188.8.131.52 Differential Temperature Trends
Subtracting temperature trends at the surface from those in the free atmosphere removes much of the common variability between these layers and tests whether the model-predicted trends in tropospheric lapse rate are consistent with those observed by radiosondes and satellites (Karl et al., 2006). Since 1979, globally averaged modelled trends in tropospheric lapse rates are consistent with those observed. However, this is not the case in the tropics, where most models have more warming aloft than at the surface while most observational estimates show more warming at the surface than in the troposphere (Karl et al., 2006). Karl et al. (2006) carried out a systematic review of this issue. There is greater consistency between simulated and observed differential warming in the tropics in some satellite measurements of tropospheric temperature change, particularly when the effect of the cooling stratosphere on tropospheric retrievals is taken into account (Karl et al., 2006). External forcing other than greenhouse gas changes can also help to reconcile some of the differential warming, since both volcanic eruptions and stratospheric ozone depletion are expected to have cooled the troposphere more than the surface over the last several decades (Santer et al., 2000, 2001; IPCC, 2001; Free and Angell, 2002; Karl et al., 2006). There are, however, uncertainties in quantifying the differential cooling caused by these forcings, both in models and observations, arising from uncertainties in the forcings and model response to the forcings. Differential effects of natural modes of variability, such as ENSO and the NAM, on observed surface and tropospheric temperatures, which arise from differences in the amplitudes and spatial expression of these modes at the surface and in the troposphere, make only minor contributions to the overall differences in observed surface and tropospheric warming rates (Santer et al., 2001; Hegerl and Wallace, 2002; Karl et al., 2006).

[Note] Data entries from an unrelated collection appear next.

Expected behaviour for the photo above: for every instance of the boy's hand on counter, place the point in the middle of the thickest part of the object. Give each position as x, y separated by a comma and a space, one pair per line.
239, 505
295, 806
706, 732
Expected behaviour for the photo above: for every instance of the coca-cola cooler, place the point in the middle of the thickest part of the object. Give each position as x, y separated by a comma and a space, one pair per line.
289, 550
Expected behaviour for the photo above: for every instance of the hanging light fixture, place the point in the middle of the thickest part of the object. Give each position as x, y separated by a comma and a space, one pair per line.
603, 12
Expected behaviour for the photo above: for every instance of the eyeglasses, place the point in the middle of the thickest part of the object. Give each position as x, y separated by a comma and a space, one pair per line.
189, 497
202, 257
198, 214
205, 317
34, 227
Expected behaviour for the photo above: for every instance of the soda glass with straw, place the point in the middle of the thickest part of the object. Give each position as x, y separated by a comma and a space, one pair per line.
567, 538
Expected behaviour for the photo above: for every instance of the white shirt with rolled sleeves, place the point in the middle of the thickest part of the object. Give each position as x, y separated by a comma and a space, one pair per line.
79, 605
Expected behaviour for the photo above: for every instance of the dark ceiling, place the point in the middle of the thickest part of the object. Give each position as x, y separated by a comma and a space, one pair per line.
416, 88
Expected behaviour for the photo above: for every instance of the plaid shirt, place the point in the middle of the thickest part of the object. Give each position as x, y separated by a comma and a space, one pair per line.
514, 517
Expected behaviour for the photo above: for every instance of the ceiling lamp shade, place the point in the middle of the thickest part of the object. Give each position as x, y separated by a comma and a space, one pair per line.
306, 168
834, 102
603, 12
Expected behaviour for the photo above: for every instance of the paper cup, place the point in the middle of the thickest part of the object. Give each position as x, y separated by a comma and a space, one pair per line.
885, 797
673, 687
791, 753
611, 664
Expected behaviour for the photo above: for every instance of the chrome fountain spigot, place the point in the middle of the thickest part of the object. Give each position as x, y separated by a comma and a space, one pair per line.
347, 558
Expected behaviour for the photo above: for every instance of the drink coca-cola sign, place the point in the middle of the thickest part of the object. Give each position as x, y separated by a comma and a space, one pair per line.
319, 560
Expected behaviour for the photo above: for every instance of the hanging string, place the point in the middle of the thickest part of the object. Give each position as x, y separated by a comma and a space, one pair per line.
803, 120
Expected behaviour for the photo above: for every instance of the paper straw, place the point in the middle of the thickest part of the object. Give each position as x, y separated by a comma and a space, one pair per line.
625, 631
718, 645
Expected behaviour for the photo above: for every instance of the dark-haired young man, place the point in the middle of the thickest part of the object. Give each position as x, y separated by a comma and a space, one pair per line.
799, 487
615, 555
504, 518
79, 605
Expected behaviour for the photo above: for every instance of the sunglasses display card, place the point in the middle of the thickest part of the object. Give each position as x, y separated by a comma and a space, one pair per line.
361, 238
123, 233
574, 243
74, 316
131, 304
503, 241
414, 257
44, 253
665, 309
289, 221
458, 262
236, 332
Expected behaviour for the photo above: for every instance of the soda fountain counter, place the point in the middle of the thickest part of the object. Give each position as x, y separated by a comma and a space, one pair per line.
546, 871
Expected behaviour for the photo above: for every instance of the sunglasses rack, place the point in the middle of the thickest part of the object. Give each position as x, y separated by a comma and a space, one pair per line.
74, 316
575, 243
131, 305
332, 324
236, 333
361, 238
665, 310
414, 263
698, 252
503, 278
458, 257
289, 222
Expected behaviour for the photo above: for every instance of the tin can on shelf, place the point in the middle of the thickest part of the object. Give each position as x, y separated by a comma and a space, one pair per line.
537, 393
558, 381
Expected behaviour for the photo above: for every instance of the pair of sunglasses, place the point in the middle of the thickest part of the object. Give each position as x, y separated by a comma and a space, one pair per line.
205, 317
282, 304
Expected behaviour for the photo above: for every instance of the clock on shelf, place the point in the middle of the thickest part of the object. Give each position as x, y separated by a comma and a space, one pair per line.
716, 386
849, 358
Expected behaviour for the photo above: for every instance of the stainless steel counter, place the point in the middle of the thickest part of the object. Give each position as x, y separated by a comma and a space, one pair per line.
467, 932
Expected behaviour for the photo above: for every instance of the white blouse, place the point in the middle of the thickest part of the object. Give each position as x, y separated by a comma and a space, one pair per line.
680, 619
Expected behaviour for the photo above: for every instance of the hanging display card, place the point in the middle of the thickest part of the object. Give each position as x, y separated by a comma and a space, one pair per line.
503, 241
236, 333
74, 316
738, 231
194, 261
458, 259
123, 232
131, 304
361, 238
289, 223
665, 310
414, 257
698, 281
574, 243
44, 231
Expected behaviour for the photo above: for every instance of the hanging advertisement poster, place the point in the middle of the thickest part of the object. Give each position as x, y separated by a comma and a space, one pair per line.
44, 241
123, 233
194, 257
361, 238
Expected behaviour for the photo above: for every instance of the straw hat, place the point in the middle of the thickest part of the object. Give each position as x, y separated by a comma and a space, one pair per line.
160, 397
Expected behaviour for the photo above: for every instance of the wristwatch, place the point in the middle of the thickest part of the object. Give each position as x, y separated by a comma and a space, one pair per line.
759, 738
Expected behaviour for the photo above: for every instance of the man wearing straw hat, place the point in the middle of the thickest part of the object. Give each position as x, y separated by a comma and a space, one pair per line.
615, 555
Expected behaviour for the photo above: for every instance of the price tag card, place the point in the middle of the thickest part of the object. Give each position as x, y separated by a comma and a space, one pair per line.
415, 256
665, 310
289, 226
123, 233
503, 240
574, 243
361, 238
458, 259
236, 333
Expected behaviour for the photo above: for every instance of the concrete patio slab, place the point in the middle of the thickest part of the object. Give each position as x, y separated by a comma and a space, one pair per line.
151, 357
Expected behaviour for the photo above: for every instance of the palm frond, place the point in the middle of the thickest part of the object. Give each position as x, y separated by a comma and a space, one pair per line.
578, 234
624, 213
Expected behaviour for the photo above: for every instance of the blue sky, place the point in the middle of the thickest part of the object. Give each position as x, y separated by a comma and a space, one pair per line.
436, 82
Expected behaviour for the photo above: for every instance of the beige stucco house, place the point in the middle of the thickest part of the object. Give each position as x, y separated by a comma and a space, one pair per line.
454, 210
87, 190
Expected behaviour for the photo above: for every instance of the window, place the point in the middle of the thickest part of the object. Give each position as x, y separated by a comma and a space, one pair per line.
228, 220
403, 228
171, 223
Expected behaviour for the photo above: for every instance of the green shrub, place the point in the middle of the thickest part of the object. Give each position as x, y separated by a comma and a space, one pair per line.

A systematic intercomparison between radiosonde-based (Radiosonde Atmospheric Temperature Products for Assessing Climate (RATPAC); Free et al., 2005, and Hadley Centre Atmospheric Temperature (HadAT), Thorne et al., 2005) and satellite-based (RSS, UAH) observational estimates of tropical lapse rate trends with those simulated by 19 MMD models shows that on monthly and annual time scales, variations in temperature at the surface are amplified aloft in both models and observations by consistent amounts (Santer et al., 2005; Karl et al., 2006). It is only on longer time scales that disagreement between modelled and observed lapse rates arises (Hegerl and Wallace, 2002), that is, on the time scales over which discrepancies would arise from inhomogeneities in the observational record. Only one observational data set (RSS) was found to be consistent with the models on both short and long time scales. While Vinnikov et al. (2006) have not produced a lower-tropospheric retrieval, their estimate of the T2 temperature trend (Figure 3.18) is consistent with model simulations (Karl et al., 2006). One possibility is that amplification effects are controlled by different physical mechanisms on short and long time scales, although a more probable explanation is that some observational records are contaminated by errors that affect their long-term trends (Section 3.4.1; Karl et al., 2006).